The SEC did not think that information leakage would be a problem even though they acknowledged that Nasdaq would be informing consumers of their proprietary data feeds that a retail order existed:
“Orders marked with the new identifier—whether on an order-by-order basis or via a designated port—would be disseminated via Nasdaq’s TotalView ITCH data feed.”
The SEC apparently bought Nasdaq’s argument that the dissemination of this information is “transparency” rather than information leakage. We probably shouldn’t be surprised by this since the SEC also allowed Nasdaq to leak information for seven years about hidden orders that interacted with post-only orders.
Here is how the SEC justified the ELO information leakage:
“The Commission believes that market participants (retail and non-retail) are not likely to be detrimentally affected by other market participants’ knowledge, via the ELO identifier, that certain orders originated from retail investors and must remain unchanged for at least one second.

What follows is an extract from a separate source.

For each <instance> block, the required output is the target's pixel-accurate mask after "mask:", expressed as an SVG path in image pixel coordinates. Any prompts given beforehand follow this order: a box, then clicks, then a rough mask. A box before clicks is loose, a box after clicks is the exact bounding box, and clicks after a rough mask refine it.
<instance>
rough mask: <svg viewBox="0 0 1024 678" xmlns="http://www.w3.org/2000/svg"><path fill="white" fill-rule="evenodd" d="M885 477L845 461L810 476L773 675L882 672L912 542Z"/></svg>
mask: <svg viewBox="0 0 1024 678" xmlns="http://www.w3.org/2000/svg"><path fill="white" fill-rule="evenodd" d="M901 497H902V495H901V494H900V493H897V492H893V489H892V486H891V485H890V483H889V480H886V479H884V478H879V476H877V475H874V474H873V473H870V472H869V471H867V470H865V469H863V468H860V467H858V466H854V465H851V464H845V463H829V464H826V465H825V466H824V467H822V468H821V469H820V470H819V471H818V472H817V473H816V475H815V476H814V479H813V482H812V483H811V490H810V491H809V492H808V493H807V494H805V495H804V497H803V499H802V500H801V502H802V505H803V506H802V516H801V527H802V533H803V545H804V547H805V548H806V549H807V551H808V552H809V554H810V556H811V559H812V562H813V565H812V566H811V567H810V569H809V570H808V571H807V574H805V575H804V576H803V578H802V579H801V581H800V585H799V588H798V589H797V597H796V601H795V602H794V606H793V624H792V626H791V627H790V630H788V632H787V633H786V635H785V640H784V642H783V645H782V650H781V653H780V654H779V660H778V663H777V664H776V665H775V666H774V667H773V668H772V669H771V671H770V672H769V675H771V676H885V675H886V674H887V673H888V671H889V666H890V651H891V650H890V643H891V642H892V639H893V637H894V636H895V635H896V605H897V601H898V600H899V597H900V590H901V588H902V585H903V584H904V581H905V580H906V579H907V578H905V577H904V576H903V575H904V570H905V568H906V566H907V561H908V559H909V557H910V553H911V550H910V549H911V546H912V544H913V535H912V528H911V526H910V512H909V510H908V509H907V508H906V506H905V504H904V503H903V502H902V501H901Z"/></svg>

In particular, information leakage would likely not be a concern for retail interest because retail interest is most often represented by one order at a single price. Also, the lack of an ELO attribute on any particular order would likely not allow market participants to say with any assurance that the order is of a particular participant type. Moreover, the Commission does not believe that identification of ELO orders would necessarily result in market participants choosing to route to ELO orders last and therefore result in lower fill rates for these orders. In addition, the Commission notes that the use of the ELO attribute is voluntary.”
Let’s break down each one of the reasons why the SEC thinks the information leakage from the ELO order would not be a problem:
- “Information leakage would likely not be a concern for retail interest because retail interest is most often represented by one order at a single price” – This is exactly the problem. The ELO identifier is essentially a flashing red light signaling that a retail order exists. This also means that if the order is retail, then it is not institutional.
- “The lack of an ELO attribute on any particular order would likely not allow market participants to say with any assurance that the order is of a particular participant type” – True. But as we know, the high frequency trading game is all about tilting the odds. Every bit of information in the proprietary data feeds gets analyzed and is then acted upon. We anticipate that patterns will form once retail brokers start using the ELO attribute and predatory HFT’s will be able to use this information to assist in their strategies.
- “The Commission notes that the use of the ELO attribute is voluntary” – Yes, we know ELO is voluntary. But so is the “RTAL” indicator that BATS EDGX uses to identify retail orders in their data feed. To entice retail brokers to use the RTAL indicator, BATS EDGX offers an enhanced rebate of 34 mils per share. Based on the retail broker 606 reports that we have reviewed, EDGX is the clear winner for attracting retail limit orders since they pay the highest rebate. While the SEC is correct that ELO is voluntary, we have a suspicion that Nasdaq will be offering an enhanced rebate to attract retail broker order flow. If they do this, then it tells us they are willing to lose money on the trade to ensure that their proprietary data feeds continue to include valuable information for the HFT community.
The bottom line here is that once again conflicted order types and information leakage from proprietary data feeds seems to be going unnoticed by the SEC. We tried our best to explain this to the SEC with our two letters but apparently Nasdaq was more convincing than us. Maybe Nasdaq argued that ELO orders could bring back some liquidity to lit exchanges that is currently being siphoned off by internalizers? We think more displayed liquidity is a good thing but not at the cost that Nasdaq is asking the market to pay.